Johnston was actually very clear about Don Ayers not tolerating sexual harassment, which Vaughn absolutely, unfairly seems to have experienced. From BuzzFeed’s report:

In one of the audio recordings made by Vaughn, when Johnston talked about how her OnlyFans might encourage coworkers to make sexual remarks to her, Vaughn then asked if Johnston was concerned about a repeat of Looper’s experience with the male colleague.

‘Absolutely!’ Johnston can be heard responding. ‘Sexual harassment that you would find personally unwelcome, and that’s something I would be concerned about for you.’

If you glance at Vaughn’s Instagram page, on which she was posting stories about her OnlyFans page, she was also posting pictures of herself ostensibly at work and in uniform during the same time period. BuzzFeed does not mention that. BuzzFeed also does not mention that Don Ayers is run by a woman.

Vaughn’s tweet wasn’t exactly megaviral. It didn’t demand coverage. Either way, I can understand BuzzFeed pursuing the story up as a human interest piece, although upon learning she was posting pictures to a porn account in her uniform and at work, you’d think they would spike it. Or at least put that information in the headline or the lede.

To her credit, the reporter dug into Vaughn’s story, and even included details inconvenient to the article’s narrative. But it was still completely unfair to Don Ayers.

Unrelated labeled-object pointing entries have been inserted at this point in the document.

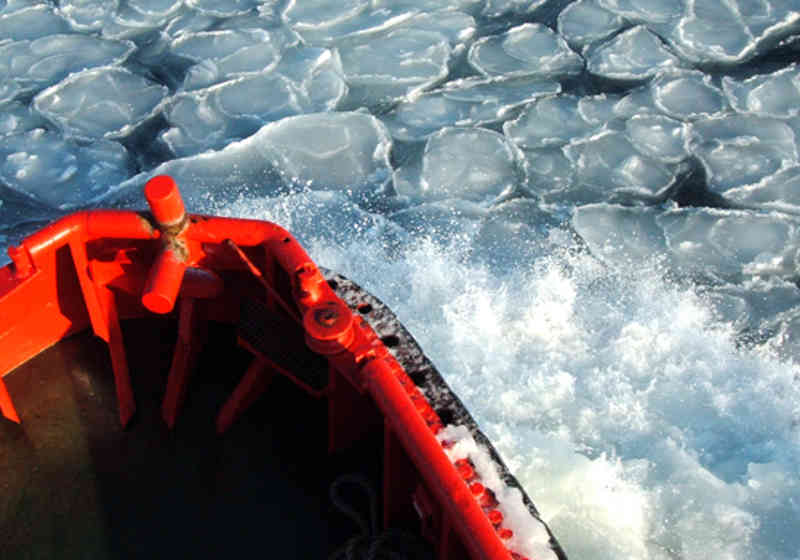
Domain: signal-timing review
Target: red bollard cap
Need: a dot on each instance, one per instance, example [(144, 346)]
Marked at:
[(165, 200)]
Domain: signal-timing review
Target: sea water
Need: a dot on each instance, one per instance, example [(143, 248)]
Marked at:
[(583, 211)]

Here’s what happened: A car dealership fired a mechanic who posted pornographic pictures of herself in her uniform and on company property. She made porn at work. It’s not news. It’s not interesting. It’s perfectly reasonable. Because of Twitter, however, this story from Indiana caught the attention of a reporter for a liberal publication in New York City, who published an investigation framed in a narrative favorable to Vaughn that could hurt the company’s business locally.

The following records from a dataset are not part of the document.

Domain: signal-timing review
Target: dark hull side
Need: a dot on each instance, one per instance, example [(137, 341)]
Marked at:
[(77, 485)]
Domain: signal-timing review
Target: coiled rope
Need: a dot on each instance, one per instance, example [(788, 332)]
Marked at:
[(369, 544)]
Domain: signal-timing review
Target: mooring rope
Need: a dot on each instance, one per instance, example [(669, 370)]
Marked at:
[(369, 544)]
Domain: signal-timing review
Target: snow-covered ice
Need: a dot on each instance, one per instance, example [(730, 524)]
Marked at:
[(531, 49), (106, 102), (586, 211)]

What’s most distasteful about the ordeal is that culturally progressive coastal media institutions like BuzzFeed have played a huge role in normalizing liberal sexual values between the coasts, encouraging behavior most of their staffs wouldn’t even personally do through years of friendly coverage. Then, like BuzzFeed, they turn around and throw a family-owned dealership in Fort Wayne under the national media spotlight for a completely reasonable decision.

For all the hand-wringing in 2016 about how the press could better cover Middle America, little has really improved. New Yorkers thrusting an Indiana Honda dealership into the national media over a non-story is only the latest unfortunate example.

After Johnston chatted with BuzzFeed “briefly,” the outlet reported that he refused to answer further questions and ended the conversation by saying, “I think I’ve got more important things to do with my time right now, and I don’t think that’s any business of yours.” He’s exactly right.